Whether you plan to set up your own company or invest in a company's shares, you must be able to understand each item in a company's financial statement, as each one impacts the company’s net income. In this case, outstanding and authorized stocks will help you determine a company’s earnings per share, which is a good indicator of the possible returns of your investment.
When a company incorporates, it files the maximum number of shares that it wants to issue. Companies usually apply for more shares than they need so that they can have more flexibility. It's also a good way to avoid the hassle of calling for a shareholder’s meeting and having to file articles of amendment. Once the number of authorized shares has been included in the charter, the company may only change this with the approval of its shareholders. The corporation’s charter includes the par value, number of authorized shares and the types of stocks it can issue.
When a corporation sells its authorized shares, the shares become issued shares. Corporations sell their authorized stock to gain access to cash or capital. They use this capital for mergers and acquisitions, financing projects, gaining access to services, and other business activities.

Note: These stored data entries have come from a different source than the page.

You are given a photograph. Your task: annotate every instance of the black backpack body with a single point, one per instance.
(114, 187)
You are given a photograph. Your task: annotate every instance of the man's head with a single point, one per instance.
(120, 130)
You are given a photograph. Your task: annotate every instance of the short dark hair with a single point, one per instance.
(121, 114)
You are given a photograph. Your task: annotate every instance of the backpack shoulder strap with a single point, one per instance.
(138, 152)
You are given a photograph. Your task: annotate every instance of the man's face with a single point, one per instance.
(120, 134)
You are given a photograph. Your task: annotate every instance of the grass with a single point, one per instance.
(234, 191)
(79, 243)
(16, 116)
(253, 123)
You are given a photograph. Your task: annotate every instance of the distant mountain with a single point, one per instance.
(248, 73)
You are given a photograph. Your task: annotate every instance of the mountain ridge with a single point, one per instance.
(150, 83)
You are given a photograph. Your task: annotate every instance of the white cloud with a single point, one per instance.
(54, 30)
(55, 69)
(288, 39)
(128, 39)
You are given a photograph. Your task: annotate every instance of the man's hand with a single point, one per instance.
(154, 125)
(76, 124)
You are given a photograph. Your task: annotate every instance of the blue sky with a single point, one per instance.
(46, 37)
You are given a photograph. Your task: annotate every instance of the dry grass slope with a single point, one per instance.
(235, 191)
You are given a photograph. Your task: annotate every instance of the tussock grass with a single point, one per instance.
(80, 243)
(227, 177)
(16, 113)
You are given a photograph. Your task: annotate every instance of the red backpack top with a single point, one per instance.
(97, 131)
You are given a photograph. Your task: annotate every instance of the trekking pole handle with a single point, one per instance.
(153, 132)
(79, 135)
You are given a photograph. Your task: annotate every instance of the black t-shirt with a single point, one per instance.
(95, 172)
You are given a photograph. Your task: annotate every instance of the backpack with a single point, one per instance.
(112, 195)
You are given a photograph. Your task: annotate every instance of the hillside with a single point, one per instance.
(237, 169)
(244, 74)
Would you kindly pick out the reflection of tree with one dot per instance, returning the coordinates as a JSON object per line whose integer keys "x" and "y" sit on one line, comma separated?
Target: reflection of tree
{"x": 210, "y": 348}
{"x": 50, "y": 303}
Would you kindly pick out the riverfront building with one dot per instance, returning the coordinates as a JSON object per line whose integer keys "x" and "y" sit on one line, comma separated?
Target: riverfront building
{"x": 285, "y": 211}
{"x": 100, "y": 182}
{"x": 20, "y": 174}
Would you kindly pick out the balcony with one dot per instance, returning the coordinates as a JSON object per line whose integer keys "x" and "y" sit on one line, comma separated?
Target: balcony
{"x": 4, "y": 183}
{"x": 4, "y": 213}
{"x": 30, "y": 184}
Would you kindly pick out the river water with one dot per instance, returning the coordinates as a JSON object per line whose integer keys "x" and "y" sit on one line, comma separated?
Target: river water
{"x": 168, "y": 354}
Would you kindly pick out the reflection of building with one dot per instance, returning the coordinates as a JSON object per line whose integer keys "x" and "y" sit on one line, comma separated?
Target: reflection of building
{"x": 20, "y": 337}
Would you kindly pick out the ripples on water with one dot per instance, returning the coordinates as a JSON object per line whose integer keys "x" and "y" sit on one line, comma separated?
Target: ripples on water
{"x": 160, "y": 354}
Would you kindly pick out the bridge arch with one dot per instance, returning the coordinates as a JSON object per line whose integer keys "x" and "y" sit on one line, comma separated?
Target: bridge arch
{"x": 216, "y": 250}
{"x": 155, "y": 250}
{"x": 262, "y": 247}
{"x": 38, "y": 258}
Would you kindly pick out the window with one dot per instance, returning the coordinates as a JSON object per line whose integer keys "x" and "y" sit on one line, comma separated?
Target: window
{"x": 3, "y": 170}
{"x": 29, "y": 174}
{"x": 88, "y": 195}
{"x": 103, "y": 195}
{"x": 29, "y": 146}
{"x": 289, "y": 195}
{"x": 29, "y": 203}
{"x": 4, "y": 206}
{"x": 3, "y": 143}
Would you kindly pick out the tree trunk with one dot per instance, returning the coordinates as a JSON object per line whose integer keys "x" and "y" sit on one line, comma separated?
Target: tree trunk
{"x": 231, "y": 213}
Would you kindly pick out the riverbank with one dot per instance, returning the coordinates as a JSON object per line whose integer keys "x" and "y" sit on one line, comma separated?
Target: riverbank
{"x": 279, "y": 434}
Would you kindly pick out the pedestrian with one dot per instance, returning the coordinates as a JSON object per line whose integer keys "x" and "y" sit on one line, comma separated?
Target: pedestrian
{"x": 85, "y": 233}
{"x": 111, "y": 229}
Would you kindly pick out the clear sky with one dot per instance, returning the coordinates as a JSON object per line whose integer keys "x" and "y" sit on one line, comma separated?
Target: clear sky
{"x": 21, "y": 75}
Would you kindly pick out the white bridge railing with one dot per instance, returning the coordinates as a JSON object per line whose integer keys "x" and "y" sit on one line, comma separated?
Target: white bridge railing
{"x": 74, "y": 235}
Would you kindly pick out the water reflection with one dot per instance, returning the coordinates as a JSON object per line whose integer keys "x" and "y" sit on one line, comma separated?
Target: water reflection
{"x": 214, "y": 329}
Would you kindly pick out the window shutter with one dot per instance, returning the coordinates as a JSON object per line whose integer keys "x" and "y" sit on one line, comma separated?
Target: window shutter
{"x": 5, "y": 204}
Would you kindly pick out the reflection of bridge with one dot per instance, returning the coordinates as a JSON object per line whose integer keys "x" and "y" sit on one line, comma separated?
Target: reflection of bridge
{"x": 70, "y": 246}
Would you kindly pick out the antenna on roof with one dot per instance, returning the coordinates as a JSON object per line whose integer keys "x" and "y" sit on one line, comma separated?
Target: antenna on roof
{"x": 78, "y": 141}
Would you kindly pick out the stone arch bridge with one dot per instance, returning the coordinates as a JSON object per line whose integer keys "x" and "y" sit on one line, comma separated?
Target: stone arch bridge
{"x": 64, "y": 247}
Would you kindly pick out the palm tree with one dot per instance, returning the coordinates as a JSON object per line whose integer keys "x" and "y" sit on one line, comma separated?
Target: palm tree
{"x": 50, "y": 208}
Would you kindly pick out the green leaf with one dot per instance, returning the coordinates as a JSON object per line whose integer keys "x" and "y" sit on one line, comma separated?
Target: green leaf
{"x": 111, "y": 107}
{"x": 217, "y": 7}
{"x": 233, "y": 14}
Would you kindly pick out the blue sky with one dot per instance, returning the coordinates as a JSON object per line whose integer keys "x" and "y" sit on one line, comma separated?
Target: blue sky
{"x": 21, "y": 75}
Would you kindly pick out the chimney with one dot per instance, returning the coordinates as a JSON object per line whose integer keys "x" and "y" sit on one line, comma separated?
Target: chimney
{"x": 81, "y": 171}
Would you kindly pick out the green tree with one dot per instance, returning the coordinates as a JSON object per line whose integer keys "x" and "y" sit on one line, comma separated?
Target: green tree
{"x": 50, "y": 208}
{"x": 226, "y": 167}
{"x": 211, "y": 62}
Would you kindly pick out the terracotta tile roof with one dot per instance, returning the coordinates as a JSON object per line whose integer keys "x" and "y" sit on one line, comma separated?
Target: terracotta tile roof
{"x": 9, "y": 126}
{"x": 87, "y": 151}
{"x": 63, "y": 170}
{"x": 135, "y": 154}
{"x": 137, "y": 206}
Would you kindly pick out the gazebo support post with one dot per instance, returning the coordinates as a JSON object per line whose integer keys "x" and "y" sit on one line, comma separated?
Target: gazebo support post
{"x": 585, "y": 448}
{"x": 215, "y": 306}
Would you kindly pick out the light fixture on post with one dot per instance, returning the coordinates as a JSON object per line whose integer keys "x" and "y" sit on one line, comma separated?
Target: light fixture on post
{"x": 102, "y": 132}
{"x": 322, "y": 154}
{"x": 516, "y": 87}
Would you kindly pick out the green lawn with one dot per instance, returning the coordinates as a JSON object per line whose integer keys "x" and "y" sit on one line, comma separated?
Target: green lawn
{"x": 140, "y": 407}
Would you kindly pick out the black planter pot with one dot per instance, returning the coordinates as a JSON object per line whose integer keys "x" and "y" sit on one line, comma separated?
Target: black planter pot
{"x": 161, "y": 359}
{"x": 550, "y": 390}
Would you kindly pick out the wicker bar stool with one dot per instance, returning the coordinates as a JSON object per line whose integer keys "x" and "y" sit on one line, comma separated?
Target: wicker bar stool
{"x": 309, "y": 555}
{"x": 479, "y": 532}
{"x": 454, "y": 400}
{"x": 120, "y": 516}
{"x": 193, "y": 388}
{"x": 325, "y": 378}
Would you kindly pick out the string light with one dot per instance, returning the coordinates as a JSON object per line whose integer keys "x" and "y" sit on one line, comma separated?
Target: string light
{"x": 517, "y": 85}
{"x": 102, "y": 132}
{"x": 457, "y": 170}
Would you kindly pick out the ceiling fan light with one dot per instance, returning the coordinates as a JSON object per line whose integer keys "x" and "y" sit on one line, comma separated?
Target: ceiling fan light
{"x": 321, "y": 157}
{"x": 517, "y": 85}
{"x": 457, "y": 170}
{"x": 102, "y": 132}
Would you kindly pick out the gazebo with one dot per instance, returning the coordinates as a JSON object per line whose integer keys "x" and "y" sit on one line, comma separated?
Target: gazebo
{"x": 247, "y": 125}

Issuing shares of stock makes it easier for corporations to acquire funds as compared to partnerships and single proprietorships that usually have no other recourse but to borrow from banks. Corporations issue shares of stock based on their par values.
Once a company issues stock, it has the option to reacquire, or buy back, its shares. Stock that the company does not buy back is called outstanding stock. In other words, these are stocks that are still held by investors. Reacquired shares become treasury stock. To differentiate, authorized shares are those shares that a company applies for prior to incorporation. These merely represent the limit of the shares that they are allowed to issue to investors. Outstanding stocks, on the other hand, are those that have been sold and issued to investors but have not been reacquired or retired by the company.
Preferred and Common Stock
Outstanding shares consist of preferred and common shares of stock. The type of stock that the company wishes to issue is included in their articles of incorporation. Preferred shareholders get a greater claim to the corporation’s assets. They get a fixed dividend before common-stock shareholders get their cut. This dividend does not change and, thus, comes with a lower risk. However, unlike common shareholders, they get no voting rights. If the corporation goes bankrupt, preferred shareholders get the first pick at the assets left over after liquidation.